This is one of three patterns of collaboration that entrench status quo.
“The unpredictable nature of collaborative cultures can lead administrators towards forms of collegiality which they can control, regulate, and tame.” 1
People in leadership roles often resist honest and open exchange. They don’t want change. They want it done their way. They fear loss of influence or status. They dislike confrontation. They feel external pressure. They are proud, defensive, in denial, or simply insecure.
With a courteous, professional veneer and a stated goal of collaboration, they suppress equal participation by:
- controlling the schedule, conversation, or process,
- withholding or misrepresenting critical information,
- defining the collaborative task or roles too narrowly,
- overly constraining allowed responses or behaviors.
Within an agile context, a product owner can prescribe a solution then use the agile planning to solicit a limited range of responses:
“Is it feasible?” “How long will it take?” “How much will it cost?”
All Scrum guarantees is that these questions will consider a manageable chunk of the application. But whether it’s a user story, minimum marketable feature or a full specification these questions fail to engage the life experience and passions of the team to addressing the core problem or opportunity.

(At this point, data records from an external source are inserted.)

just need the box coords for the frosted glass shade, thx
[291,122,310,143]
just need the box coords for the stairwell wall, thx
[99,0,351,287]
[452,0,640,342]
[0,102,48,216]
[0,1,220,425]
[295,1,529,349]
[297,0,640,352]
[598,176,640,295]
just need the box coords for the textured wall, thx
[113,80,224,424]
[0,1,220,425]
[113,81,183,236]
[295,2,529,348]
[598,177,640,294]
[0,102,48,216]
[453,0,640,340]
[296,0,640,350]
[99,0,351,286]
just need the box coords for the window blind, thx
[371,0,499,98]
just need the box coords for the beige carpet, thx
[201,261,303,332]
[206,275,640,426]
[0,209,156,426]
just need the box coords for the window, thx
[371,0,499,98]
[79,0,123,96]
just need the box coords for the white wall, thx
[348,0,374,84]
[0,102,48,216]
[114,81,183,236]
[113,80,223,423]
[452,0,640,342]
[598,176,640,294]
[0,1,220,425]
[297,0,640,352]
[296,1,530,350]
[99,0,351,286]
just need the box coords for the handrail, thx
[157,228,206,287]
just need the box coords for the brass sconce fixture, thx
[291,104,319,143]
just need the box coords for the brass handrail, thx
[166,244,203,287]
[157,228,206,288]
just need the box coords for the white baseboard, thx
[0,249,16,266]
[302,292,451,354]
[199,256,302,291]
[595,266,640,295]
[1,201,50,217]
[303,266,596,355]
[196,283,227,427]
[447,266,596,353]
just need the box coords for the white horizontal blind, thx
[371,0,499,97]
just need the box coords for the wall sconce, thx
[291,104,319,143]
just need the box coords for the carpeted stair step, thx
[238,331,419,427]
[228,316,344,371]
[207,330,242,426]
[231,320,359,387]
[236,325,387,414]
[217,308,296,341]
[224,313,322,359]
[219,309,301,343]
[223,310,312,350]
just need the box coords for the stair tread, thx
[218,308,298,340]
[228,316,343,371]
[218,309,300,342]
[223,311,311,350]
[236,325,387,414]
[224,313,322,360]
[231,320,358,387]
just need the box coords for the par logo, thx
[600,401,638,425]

Go on to create an environment where contrary thinking is a problem, define “buy in” as a lack of visible dissent and you’ve placed the development team in a black box they cannot see out of and you cannot see into.
Contrived collegiality leaves the product owner out on a limb. You’ve limited the chances of anticipating risks, redefining the opportunity in some dynamic way, and invention at any but the tactical level. Despite agile processes and a surface of collaboration, you are relying almost solely on your own abilities to avoid, as Mike Cohn says, “the wrong thing, on time and on budget.”
1 Hargreaves A. and Fullan M., What’s Worth Fighting for in Your School?, Teacher’s College Press, New York, 1991.